Maresz, Lindberg, Lutoslawski

Montag, 6. Juni 2016

Soeben live auf France Musique concert enregistré le 4 juin 2016 à l’Auditorium de la Maison de la Radio avec l’Orchestre Philharmonique de Radio France, sous la baguette de Julien Leroy.

Yan Maresz, Répliques (Nicolas Tulliez harpe, Thomas Goepfer, réalisation informatique musicale Ircam). – Maresz soll der einzige Schüler von John McLaughlin gewesen sein. Für Doppelhalsgitarre statt für Harfe wäre das Stück ein Zacken besser. Da Maresz bei einigen anderen Leuten Komposition studierte, ist er gänzlich frei von McLaughlins Ästhetik. Er sollte etwas schneller arbeiten.

Magnus Lindberg, Corrente II. – Alte Stahlwerkmusik mit viel Sibelius darin eingeklemmt. Lindberg hätte diese metallische Sache nie verraten dürfen. Zur selben Zeit der Aufnahme war ich in Luzern an einer Familienparty, die in einer Töff- und Autogarage abging (und einen anderntags beim Aufwachen, immerhin wieder 100 Kilometer vom Alptraumort entfernt, denken liess, man hätte soeben in einer Öllache geschlafen) – und nur wenige hundert Meter nebenan spielten nach Hörensagen die braven Eisern jungfräulich gebliebenen Mägde ihre Show, als wären sie bei Lindberg in die Schule gegangen.
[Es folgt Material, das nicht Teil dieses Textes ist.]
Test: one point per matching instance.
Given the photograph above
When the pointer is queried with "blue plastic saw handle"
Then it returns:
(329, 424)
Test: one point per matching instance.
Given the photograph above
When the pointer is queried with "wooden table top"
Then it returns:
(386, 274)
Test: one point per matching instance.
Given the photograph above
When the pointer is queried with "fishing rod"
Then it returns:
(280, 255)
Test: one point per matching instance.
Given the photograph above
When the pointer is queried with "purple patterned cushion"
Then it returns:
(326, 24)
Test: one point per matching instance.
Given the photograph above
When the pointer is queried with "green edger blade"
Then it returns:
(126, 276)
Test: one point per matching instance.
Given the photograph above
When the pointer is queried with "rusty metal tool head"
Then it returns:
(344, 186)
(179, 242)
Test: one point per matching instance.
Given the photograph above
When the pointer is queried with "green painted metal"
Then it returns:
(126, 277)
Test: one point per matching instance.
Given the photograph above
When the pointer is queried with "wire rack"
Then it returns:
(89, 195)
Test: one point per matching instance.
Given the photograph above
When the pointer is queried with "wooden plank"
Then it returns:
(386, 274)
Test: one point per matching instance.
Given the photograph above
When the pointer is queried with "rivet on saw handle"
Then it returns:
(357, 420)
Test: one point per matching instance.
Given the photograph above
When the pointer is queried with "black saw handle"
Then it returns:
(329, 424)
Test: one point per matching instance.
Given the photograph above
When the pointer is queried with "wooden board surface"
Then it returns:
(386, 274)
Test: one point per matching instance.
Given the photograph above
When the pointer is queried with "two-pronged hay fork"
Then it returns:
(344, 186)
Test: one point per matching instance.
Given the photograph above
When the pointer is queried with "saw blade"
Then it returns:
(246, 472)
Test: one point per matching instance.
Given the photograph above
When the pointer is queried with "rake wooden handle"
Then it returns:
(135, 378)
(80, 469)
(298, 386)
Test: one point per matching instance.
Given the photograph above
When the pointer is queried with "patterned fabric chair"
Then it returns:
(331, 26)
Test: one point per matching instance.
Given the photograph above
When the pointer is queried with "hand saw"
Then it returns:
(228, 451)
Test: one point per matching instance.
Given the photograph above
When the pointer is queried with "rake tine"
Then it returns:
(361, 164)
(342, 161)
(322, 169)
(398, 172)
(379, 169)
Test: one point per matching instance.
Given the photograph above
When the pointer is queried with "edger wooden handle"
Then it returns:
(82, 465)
Witold Lutoslawski, Symphonie n° 4. – Lutoslawskis Musiksprache wird nie richtig modern gewesen sein; sie tönte immer schon wie vom Dachstock heruntergeholt.

Zusatz: Zur selben Zeit wie Lindbergs Corrente II in Paris gespielt wurde und ich in einem Machinotop von Motorenöl Wein eingoss, spielten in der räumlichen nächsten Nähe nicht die Iron Maidon, sondern ein Akteur unter dem Bannspruch Einmal Deutsch Immer Nazi, dessen Gruppennamen wie von vielen Akteuren der Öffentlichkeit unter Vernünftigen heute nicht weiter ausgesprochen werden soll.

Kaija Saariaho mit Spätwerkproblemen

Montag, 6. Juni 2016

Gestern Abend live auf SWR 2 drei Konzerte vom 20. Mai 2016 an den Schwetzinger Festspielen mit Claudia Barainsky (Sopran), Robert Koller (Bariton), Schola Heidelberg, Camilla Hoitenga (Flöte), Héloïse Dautry (Harfe), Nicolas Hodges (Klavier), Florent Jodelet (Perkussion), Sarah Saviet (Violine), Anssi Karttunen (Violoncello), Charlotte Testu (Kontrabass), Jean-Baptiste Barrière (Elektronik), Leitung: Walter Nußbaum.

Ausser dem letzten, einer Art Urfassung der Oper L’amour de loin, alles junge Stücke von Kaija Saariaho ab 2000 für kleine Besetzungen: „Light and Matter“, Klaviertrio, „Aure“ für Violine und Violoncello, „Serenatas“ für Violoncello, Klavier und Perkussion, „Terrestre“ für Flöte, Perkussion, Harfe, Violine und Violoncello, „Tocar“, Fassung für Flöte und Harfe, „Sombre“ für Bariton, Flöte, Harfe, Perkussion und Kontrabass, „Tag des Jahrs“ für Chor und Elektronik, „Changing Light“ für Sopran und Violine, „Écho!“ für Vokalensemble und Elektronik, „Lonh“ für Sopran und Elektronik.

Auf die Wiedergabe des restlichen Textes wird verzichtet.